I found the most intriguing paragraph to be this one:
If the models are correct, global warming reduces the temperature differences between the poles and the equator. When you have less difference in temperature, you have less excitation of extratropical storms, not more. And, in fact, model runs support this conclusion. Alarmists have drawn some support for increased claims of tropical storminess from a casual claim by Sir John Houghton of the U.N.’s Intergovernmental Panel on Climate Change (IPCC) that a warmer world would have more evaporation, with latent heat providing more energy for disturbances. The problem with this is that the ability of evaporation to drive tropical storms relies not only on temperature but humidity as well, and calls for drier, less humid air. Claims for starkly higher temperatures are based upon there being more humidity, not less–hardly a case for more storminess with global warming.

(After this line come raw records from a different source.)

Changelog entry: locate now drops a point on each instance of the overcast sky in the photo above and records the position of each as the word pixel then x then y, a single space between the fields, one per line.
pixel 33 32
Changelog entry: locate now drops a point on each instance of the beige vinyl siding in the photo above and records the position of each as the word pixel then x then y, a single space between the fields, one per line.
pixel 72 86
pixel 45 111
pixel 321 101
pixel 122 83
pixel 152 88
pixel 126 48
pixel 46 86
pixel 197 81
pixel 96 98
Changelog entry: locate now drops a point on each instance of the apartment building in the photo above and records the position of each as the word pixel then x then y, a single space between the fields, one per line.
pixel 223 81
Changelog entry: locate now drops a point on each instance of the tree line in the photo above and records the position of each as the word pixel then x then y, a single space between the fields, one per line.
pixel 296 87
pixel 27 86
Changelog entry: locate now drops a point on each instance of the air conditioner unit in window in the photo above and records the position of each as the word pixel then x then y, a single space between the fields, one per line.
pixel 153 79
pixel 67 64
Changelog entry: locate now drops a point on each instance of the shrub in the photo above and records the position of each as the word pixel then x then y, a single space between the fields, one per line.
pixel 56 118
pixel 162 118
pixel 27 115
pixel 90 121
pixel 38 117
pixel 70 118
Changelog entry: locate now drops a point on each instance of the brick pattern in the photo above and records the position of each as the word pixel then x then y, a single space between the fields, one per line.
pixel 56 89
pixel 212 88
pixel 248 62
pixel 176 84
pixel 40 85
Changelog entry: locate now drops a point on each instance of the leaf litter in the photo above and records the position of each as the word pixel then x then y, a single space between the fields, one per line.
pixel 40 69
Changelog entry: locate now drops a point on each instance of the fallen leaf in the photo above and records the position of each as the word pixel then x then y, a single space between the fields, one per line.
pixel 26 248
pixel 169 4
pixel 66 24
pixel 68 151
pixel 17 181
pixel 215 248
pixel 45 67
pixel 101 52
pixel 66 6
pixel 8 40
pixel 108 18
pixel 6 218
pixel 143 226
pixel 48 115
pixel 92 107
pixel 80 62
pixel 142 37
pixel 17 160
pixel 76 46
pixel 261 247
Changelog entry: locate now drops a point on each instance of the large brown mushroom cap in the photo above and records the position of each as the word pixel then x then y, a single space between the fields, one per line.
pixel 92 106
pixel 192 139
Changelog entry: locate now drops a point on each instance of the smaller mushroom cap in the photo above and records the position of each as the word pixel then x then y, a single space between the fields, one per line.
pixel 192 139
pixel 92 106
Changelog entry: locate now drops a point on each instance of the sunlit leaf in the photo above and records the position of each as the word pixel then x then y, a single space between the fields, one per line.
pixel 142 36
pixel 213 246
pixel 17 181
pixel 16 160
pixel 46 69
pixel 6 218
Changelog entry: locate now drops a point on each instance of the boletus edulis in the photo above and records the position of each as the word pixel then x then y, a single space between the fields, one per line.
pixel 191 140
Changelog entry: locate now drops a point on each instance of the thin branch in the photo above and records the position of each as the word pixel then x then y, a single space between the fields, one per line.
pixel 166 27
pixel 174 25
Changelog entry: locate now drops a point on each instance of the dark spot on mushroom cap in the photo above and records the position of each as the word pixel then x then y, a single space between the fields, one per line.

(Hat tip to Vernon Smith.)
I’m not an atmospheric scientist, a climatologist, a meteorologist, or any other kind of hard scientist you care to name. (By the way, I’ll bet that the vast majority of people who opine on global warming are just like me.) But I do know a thing or two about economics and the economics of politics. Regardless of the scientific merits of claims of global warming and claims of humankinds’ role (or not) in promoting global warming, it is unscientific in the extreme to assume that government can or will handle whatever problem there is wisely. Simply to assume that, if problem X exists, giving power to government to solve problem X will actually solve problem X, or will do so without creating even worse problems Y and Z, is to ignore history and our scientific knowledge of politics.